Challenges AI faces in understanding invoice information

Find out interesting insights with Niyati Chhaya, Co-Founder & VP-AI, Hyperbots

Moderated by Emily, Digital Transformation Consultant at Hyperbots

Don’t want to watch a video? Read the interview transcript below.

Emily: Hi, everyone. This is Emily, and I’m a digital transformation consultant at Hyperbots today. I’m very pleased to have Niyati join us today, who is the co-founder and VP of AI at Hyperbots. Today, we’ll be talking about invoices, their peculiarities, and the different nuances. Specifically, why is it not so trivial for AI to understand them? So Niyati, let’s start with the basics. What makes invoices peculiar?

Niyati: Thanks, it’s always great to be talking to you. What is an invoice? An invoice is the main document or the mode of communication for any accounts payable process or AP process. These invoices contain information about what payment needs to be made between a vendor and a company. It includes addresses, identities, goods or services that are being invoiced, and, of course, the amounts and other related information.

Emily: That’s quite a lot of information, right? All of this is usually put in a single format. So it’s all very structured, and the invoices look the same, correct?

Niyati: No, not really.In fact, an invoice by nature is unstructured. Every vendor may have their own way of representing an invoice. It’s not only about how it’s laid out on the page or multiple pages; it’s also about the format in which it may be communicated.
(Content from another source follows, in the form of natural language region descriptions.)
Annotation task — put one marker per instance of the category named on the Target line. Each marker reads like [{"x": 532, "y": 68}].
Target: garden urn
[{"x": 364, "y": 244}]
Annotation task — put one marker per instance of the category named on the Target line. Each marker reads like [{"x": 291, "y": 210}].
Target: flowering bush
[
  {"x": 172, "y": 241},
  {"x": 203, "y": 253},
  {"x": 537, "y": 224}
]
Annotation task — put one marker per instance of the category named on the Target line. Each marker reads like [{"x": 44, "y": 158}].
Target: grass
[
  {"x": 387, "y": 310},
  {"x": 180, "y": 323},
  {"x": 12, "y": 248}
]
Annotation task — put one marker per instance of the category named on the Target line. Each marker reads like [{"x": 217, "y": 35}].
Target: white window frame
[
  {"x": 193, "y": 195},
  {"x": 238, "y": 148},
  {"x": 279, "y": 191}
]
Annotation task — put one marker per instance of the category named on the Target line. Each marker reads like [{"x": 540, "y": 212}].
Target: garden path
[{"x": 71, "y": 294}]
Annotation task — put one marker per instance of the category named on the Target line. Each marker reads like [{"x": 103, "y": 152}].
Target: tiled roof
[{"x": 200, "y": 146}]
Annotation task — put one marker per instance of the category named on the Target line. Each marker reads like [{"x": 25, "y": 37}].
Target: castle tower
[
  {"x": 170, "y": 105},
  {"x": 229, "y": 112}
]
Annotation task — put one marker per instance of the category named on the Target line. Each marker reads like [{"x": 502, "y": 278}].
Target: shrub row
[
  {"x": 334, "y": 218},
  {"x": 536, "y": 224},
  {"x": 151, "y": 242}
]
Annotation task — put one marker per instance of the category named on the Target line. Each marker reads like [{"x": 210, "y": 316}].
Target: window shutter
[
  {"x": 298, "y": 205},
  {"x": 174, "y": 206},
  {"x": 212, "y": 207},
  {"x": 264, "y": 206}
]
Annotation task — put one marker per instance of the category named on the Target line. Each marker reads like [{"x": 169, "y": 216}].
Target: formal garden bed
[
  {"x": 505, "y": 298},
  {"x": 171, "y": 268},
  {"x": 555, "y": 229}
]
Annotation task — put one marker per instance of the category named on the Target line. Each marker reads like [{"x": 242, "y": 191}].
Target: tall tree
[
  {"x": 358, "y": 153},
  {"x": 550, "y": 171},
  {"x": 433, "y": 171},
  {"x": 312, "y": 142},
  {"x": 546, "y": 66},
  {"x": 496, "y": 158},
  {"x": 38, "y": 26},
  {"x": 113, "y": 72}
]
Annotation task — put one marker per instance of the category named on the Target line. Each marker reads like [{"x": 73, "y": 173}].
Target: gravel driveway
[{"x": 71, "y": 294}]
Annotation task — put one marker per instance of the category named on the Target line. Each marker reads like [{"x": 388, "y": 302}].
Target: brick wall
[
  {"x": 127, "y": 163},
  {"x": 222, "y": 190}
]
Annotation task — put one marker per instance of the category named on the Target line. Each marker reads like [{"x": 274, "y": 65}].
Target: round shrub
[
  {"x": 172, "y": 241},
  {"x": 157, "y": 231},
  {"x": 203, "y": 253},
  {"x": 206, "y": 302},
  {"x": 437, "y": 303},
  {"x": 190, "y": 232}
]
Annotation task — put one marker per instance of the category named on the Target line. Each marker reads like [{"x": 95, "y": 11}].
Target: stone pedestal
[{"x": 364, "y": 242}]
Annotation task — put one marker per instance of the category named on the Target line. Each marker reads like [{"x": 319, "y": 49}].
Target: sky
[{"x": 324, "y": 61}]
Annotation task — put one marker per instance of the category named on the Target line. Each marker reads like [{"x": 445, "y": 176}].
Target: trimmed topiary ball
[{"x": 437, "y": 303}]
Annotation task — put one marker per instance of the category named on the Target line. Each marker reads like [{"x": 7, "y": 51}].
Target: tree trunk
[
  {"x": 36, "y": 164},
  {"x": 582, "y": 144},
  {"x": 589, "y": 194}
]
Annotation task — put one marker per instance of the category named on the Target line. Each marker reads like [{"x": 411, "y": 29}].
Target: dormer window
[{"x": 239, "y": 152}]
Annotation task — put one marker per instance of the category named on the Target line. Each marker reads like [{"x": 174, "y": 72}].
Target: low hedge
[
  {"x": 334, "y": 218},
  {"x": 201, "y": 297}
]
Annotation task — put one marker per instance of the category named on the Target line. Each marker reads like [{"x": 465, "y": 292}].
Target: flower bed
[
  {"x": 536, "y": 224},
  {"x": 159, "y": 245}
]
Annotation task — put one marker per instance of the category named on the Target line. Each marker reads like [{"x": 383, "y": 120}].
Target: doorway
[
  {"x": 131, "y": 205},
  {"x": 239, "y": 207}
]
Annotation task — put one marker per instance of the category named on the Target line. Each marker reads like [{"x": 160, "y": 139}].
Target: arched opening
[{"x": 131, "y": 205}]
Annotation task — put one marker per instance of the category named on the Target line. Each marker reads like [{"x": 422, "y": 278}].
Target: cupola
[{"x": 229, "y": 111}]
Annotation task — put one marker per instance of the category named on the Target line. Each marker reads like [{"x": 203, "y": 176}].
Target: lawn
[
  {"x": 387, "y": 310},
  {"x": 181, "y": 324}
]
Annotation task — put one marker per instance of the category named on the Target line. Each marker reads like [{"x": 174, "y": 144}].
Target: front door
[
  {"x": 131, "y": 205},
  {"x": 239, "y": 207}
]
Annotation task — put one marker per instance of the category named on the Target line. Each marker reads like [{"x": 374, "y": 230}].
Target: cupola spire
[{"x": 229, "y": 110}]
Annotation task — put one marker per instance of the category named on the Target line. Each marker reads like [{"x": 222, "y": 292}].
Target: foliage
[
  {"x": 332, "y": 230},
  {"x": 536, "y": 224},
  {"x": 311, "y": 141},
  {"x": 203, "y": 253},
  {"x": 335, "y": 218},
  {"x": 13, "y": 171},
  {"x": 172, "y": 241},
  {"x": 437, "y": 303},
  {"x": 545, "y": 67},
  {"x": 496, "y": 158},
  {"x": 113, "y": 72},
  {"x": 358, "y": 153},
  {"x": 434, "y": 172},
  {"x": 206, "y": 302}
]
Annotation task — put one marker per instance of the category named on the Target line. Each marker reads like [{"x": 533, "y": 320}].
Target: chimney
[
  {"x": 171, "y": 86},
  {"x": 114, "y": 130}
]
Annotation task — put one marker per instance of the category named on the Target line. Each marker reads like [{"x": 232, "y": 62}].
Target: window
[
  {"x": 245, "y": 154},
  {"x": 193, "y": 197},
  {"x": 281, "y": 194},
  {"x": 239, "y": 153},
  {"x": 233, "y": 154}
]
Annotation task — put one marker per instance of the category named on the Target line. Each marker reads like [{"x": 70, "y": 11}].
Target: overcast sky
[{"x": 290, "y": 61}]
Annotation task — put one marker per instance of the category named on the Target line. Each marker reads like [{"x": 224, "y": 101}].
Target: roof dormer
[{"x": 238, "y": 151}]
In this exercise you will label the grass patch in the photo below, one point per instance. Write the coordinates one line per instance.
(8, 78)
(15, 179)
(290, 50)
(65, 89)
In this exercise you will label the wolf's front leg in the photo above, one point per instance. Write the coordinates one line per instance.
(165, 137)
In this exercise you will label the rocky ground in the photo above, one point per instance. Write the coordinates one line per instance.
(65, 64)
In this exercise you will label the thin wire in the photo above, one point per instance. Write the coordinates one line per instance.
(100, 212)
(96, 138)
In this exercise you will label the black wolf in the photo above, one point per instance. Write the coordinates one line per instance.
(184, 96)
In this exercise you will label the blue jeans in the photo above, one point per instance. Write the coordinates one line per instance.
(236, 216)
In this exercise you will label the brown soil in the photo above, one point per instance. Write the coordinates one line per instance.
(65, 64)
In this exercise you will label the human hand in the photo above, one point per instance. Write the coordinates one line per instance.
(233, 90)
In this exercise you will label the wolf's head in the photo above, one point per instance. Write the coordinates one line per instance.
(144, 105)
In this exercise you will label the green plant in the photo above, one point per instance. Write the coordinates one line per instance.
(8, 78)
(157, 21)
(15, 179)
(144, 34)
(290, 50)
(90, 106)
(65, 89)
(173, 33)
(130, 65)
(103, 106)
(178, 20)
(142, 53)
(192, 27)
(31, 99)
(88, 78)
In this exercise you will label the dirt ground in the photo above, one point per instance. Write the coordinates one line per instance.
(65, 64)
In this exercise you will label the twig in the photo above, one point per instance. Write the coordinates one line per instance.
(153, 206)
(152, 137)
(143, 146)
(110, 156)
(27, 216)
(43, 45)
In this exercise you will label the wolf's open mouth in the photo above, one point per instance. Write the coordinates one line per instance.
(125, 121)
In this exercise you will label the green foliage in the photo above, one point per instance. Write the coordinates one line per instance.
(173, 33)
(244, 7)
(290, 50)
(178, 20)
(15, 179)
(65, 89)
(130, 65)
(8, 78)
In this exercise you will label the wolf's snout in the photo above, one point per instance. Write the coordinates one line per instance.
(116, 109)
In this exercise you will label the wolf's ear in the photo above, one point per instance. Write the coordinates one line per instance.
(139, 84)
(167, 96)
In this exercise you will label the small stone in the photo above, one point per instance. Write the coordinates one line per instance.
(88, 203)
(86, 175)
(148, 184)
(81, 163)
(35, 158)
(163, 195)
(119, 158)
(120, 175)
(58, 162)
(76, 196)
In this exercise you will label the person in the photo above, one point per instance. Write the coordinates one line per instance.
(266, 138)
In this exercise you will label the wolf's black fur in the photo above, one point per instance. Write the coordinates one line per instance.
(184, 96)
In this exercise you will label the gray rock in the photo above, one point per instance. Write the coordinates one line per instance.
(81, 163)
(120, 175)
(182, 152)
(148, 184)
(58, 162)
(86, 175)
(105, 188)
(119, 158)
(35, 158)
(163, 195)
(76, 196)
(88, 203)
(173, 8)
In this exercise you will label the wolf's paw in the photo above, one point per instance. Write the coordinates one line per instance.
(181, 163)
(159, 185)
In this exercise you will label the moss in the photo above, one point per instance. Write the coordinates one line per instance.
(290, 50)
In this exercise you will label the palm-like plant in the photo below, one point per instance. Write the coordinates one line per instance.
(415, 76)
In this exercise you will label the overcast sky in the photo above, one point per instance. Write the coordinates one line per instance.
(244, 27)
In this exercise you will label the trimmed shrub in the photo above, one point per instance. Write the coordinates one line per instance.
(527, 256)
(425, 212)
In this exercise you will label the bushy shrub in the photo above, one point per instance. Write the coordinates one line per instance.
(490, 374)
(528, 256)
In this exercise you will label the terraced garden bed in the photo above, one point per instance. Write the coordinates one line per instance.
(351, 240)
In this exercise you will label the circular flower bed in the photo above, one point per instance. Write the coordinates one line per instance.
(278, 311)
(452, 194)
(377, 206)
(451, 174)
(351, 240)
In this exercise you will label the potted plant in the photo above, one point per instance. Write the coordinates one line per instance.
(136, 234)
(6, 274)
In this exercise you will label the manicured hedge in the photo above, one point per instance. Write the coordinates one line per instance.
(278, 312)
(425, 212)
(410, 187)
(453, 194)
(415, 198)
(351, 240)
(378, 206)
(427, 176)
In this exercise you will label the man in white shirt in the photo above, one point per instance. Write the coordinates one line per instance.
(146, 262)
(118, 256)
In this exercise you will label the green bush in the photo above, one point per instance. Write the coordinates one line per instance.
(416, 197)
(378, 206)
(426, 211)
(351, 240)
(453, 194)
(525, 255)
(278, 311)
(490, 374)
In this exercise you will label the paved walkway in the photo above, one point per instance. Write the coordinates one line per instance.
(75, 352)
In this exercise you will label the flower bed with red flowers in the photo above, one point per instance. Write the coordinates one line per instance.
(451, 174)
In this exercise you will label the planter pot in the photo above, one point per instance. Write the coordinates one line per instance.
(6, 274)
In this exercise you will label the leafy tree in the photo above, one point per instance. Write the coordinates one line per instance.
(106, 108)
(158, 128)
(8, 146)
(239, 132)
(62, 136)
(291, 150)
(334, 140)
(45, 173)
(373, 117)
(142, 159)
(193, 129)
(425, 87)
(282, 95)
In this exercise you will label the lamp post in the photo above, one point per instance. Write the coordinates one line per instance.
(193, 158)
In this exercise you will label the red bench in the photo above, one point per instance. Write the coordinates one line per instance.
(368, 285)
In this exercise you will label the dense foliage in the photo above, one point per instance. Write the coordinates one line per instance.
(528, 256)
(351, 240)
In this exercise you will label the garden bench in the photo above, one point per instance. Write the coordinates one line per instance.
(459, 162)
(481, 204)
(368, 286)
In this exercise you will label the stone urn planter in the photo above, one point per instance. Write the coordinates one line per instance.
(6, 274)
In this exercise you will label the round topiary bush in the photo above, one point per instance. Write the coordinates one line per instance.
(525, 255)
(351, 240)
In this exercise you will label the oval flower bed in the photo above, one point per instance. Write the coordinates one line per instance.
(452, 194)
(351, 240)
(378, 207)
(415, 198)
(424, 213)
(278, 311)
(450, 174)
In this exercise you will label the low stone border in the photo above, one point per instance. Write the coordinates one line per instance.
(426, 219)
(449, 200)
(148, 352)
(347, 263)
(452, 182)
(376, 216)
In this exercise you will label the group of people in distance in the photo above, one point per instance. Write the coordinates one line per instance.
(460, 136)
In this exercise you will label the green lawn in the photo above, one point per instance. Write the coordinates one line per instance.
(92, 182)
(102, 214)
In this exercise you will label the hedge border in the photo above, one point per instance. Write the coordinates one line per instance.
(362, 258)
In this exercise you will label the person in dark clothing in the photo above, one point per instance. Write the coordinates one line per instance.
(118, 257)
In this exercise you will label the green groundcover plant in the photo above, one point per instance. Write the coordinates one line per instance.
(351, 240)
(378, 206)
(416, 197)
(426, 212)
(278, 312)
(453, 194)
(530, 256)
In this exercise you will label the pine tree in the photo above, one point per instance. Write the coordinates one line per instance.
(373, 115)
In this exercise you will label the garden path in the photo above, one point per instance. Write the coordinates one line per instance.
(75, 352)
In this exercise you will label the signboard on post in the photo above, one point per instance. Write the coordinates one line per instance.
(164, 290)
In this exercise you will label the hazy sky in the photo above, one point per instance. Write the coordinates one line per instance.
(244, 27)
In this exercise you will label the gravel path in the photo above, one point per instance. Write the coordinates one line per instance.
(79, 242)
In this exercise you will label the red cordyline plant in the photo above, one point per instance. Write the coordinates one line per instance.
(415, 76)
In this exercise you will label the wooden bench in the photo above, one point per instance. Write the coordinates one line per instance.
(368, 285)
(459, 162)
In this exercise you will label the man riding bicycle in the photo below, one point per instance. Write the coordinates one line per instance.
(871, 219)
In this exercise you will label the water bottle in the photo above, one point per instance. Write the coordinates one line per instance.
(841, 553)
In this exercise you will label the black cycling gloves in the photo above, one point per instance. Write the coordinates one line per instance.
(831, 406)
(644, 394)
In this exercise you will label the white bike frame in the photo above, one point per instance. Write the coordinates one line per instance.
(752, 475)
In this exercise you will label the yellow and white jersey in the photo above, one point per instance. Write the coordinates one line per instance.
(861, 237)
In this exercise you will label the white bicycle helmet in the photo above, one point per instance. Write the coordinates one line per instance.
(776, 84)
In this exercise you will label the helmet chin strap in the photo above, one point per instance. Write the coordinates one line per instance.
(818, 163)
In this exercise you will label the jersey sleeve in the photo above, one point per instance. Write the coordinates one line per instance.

Sometimes it’s via email, a scan, a PDF, or even an Excel sheet. An invoice doesn’t have to follow a specific structure as long as it communicates the necessary payment information and the details of goods or services being transacted.

Emily: So this would also vary across industries, right? Can you give me an example?

Niyati: Sure! Let’s take the example of a software company. Maybe they’re renting office space. The invoice between the office provider and the software company will likely include the number of seats, infrastructure costs, and similar details. However, they probably won’t have invoices for transportation costs. On the other hand, if we talk about a manufacturing firm building machinery, their invoices might include transportation costs for different parts of the machine—things like weight, transportation charges, and other associated costs. So, depending on the nature of the business and the industry, invoices can vary significantly.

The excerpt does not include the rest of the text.